Nothing
# WARNING - Generated by {fusen} from dev/dereplicate-spectra.Rmd: do not edit by hand
#' Cherry-pick Bruker MALDI Biotyper spectra
#'
#' Using the clusters information, and potential additional metadata as external
#' criteria, spectra are labeled as to be picked for each cluster. Note that some
#' spectra and therefore clusters can be explicitly removed (_masked_)
#' from the picking decision if they have been previously picked
#' or should be discarded, using logical columns in the metadata table.
#' If no metadata are provided, the reference spectra of each cluster will be picked.
#'
#' @param cluster_df A tibble with clusters information
#' from the [delineate_with_similarity] or the [import_spede_clusters] function.
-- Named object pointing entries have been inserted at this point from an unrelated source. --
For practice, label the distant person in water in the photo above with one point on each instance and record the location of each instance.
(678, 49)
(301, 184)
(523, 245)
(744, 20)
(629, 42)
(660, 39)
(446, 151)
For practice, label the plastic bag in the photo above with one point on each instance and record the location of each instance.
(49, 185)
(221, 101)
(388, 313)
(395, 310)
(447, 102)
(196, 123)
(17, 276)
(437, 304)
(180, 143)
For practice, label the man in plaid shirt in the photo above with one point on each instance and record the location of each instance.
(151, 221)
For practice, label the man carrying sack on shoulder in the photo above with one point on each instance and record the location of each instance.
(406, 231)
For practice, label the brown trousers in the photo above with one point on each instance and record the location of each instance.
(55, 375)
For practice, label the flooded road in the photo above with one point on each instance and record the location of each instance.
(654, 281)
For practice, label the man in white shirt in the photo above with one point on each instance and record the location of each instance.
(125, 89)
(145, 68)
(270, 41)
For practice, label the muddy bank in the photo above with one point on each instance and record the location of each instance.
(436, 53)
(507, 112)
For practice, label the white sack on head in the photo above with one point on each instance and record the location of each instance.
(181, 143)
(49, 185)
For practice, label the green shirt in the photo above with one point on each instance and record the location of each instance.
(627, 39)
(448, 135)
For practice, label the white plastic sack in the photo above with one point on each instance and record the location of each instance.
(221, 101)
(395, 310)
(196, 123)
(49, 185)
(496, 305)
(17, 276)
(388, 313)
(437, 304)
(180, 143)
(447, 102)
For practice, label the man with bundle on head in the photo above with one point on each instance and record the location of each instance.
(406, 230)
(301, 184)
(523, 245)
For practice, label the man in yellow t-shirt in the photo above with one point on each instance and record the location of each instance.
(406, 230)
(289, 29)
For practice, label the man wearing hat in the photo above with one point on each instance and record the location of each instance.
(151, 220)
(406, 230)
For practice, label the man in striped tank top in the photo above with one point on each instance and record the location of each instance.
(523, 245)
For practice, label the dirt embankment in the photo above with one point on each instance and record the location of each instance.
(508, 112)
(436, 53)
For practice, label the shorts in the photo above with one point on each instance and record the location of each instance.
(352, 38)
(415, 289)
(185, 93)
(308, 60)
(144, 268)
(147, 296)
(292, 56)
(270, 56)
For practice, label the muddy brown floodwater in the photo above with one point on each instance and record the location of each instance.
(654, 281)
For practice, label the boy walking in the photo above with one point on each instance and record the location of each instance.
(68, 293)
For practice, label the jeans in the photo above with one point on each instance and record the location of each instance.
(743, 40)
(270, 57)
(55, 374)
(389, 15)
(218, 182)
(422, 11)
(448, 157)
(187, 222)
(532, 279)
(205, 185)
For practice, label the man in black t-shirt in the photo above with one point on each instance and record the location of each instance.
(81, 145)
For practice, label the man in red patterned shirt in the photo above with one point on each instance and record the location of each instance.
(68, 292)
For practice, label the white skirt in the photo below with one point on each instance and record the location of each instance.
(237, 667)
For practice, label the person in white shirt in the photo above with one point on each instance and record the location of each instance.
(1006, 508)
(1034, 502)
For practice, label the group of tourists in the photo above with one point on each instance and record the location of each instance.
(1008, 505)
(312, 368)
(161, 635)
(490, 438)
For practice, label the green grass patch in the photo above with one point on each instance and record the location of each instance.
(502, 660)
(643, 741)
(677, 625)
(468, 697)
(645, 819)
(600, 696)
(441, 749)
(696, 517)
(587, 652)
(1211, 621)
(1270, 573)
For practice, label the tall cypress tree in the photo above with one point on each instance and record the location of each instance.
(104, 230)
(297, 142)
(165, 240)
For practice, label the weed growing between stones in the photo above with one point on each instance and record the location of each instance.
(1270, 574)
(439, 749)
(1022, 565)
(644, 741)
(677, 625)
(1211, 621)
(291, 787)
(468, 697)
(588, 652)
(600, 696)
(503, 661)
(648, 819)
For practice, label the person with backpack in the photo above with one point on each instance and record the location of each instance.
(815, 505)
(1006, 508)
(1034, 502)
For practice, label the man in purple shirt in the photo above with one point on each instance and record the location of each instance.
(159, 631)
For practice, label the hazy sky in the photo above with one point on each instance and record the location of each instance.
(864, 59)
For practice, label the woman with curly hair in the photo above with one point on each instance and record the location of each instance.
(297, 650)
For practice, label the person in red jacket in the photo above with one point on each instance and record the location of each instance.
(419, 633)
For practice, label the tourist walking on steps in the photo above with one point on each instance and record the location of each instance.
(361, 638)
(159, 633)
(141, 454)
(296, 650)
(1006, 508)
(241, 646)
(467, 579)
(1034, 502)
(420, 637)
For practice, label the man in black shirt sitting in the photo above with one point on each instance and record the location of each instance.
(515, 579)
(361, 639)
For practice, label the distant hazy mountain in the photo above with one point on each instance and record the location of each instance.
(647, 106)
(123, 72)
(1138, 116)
#' @param metadata_df Optional tibble with relevant metadata to guide the
#' picking process (e.g., OD600).
#' @param criteria_column Optional character indicating the column in `metadata_df`
#' to be used as a criteria.
#' @param hard_mask_column Column name in the `cluster_df` or `metadata_df` tibble indicating whether the spectra, **and the clusters to which they belong** should be discarded (`TRUE`) or not (`FALSE`) before the picking decision.
#' @param soft_mask_column Column name in the `cluster_df` or `metadata_df` tibble indicating whether the spectra should be discarded (`TRUE`) or not (`FALSE`) before the picking decision.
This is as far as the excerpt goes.